Gordon S. died. Wood, an influential scholar of the American Revolution, has died at the age of 92

Gordon S. died. Wood, an influential scholar of the American Revolution, has died at the age of 92
Gordon S. died. Wood, an influential scholar of the American Revolution, has died at the age of 92

New York — Gordon S. Wood, the eminent and prolific scholar who penned the highly influential book W A novel subject to intense debate The early years of the country’s independence were marked by such award-winning works as The Creation of the American Republic and The Radicalism of the American Revolution. He was 92 years old.

Wood, a professor emeritus at Brown University, died Sunday after being struck by a car in a supermarket parking lot in East Providence, Rhode Island, according to police.

The author of dozens of books and articles, Wood has never gained as large an audience among historians as he has David McCullough and Doris Kearns GoodwinBut his findings have become standard references for discussions about the formation and legacy of the United States Revolution. The white-haired, genial Wood was considered by many of his peers to be the embodiment of the educated traditional historian, guided by facts rather than ideology.

In 2011, President Barack Obama awarded him the National Medal for the Humanities “for scholarship that provides insight into the founding of the nation and the drafting of the Constitution of the United States.”

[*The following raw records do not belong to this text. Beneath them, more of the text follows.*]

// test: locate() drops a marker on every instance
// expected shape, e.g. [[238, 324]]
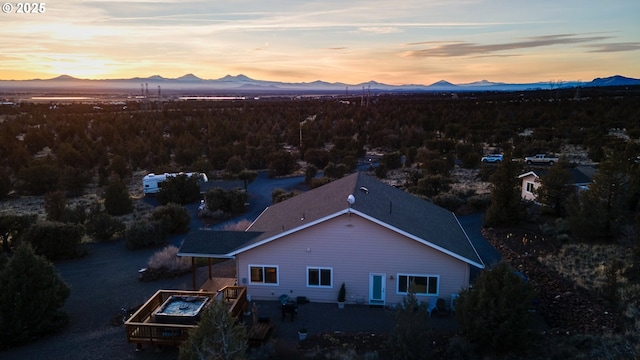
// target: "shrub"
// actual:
[[494, 314], [103, 227], [31, 298], [145, 233], [173, 217], [448, 201], [55, 241]]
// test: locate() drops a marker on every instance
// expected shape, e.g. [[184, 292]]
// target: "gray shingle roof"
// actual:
[[399, 210]]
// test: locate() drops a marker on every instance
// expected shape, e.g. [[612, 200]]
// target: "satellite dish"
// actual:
[[351, 199]]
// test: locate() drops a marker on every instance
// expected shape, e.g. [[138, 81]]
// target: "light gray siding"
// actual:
[[353, 248]]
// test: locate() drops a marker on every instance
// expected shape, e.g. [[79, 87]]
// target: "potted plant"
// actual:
[[342, 296], [302, 334]]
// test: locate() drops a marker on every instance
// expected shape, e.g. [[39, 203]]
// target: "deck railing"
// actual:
[[142, 328]]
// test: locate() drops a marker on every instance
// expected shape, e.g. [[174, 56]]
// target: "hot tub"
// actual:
[[181, 309]]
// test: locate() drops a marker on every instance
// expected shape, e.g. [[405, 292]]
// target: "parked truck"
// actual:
[[541, 159]]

In recent years, younger academics have increasingly claimed that Wood was too entrenched, an example of an old-school historian who trivialized the lives of slaves, women, and indigenous people. John L. may blame him. Brock, a professor of history at Ohio State University, for his “clear avoidance of interpretive paradox and complexity,” even as he cited Wood’s “scale and academic enterprise.”

In an email to The Associated Press, director Ken Burns praised Wood as “a mentor to generations of students and other historians.”

Woody Holton, an author and historian who sometimes clashed with Wood, told the AP that he admired “his desire to encourage even a younger scholar like me who saw the American revolutionary era very differently than he did.”

Holton, a professor of history at the University of South Carolina, added, “The tragic accident that claimed the man’s life was particularly heartbreaking because it deprived him, in less than a month, of the opportunity to celebrate the 250th anniversary of the founding of the country.”

His success was immediate and lasting. His first book, The Creation of the American Republic, won the Bancroft Prize in 1970, and he lived among generations of students who both embraced and opposed Wood’s findings that the Constitution was unintentionally subversive, a document created by elites that led to “the destruction of the very social world they sought to preserve.”

His book “The Radicalism of the American Revolution” won the Pulitzer Prize in 1993, and his epic “Empire of Liberty” was a finalist in 2009.

Wood’s name was also familiar to moviegoers from the Oscar-winning Good Will Hunting, released in 1997. The main character, a feisty, self-taught genius, played by Matt Damon, quips a Harvard student: “You’ll be here vomiting Gordon Wood, talking about pre-revolutionary utopia and the effects of military mobilization on capital formation.” (Ideas, as Wood points out, he did not endorse.)

A few years ago, Wood received unexpected and uncomfortable praise from then-Speaker of the House Newt Gingrich, who listed The Radicalism of the American Revolution as an essential work of history. Wood will remember how the Georgia Republican’s blessing was the “kiss of death” among his many liberal peers and was seen as validation of conservative policies.

Wood considered himself neither a radical nor a reactionary, and claimed a middle ground between traditional “Great Man” narratives and the more egalitarian scholarship that emerged in the 1960s.

He acknowledged that historians had ignored the contributions of women and minorities, but expressed concern that “key political events” were being ignored entirely. He objected to Progressive Era historian Charles Byrd’s influential portrait of the U.S. Constitution as a cynical triumph for the rich, but he did not view the Founders as infallible sages above looking after their own interests.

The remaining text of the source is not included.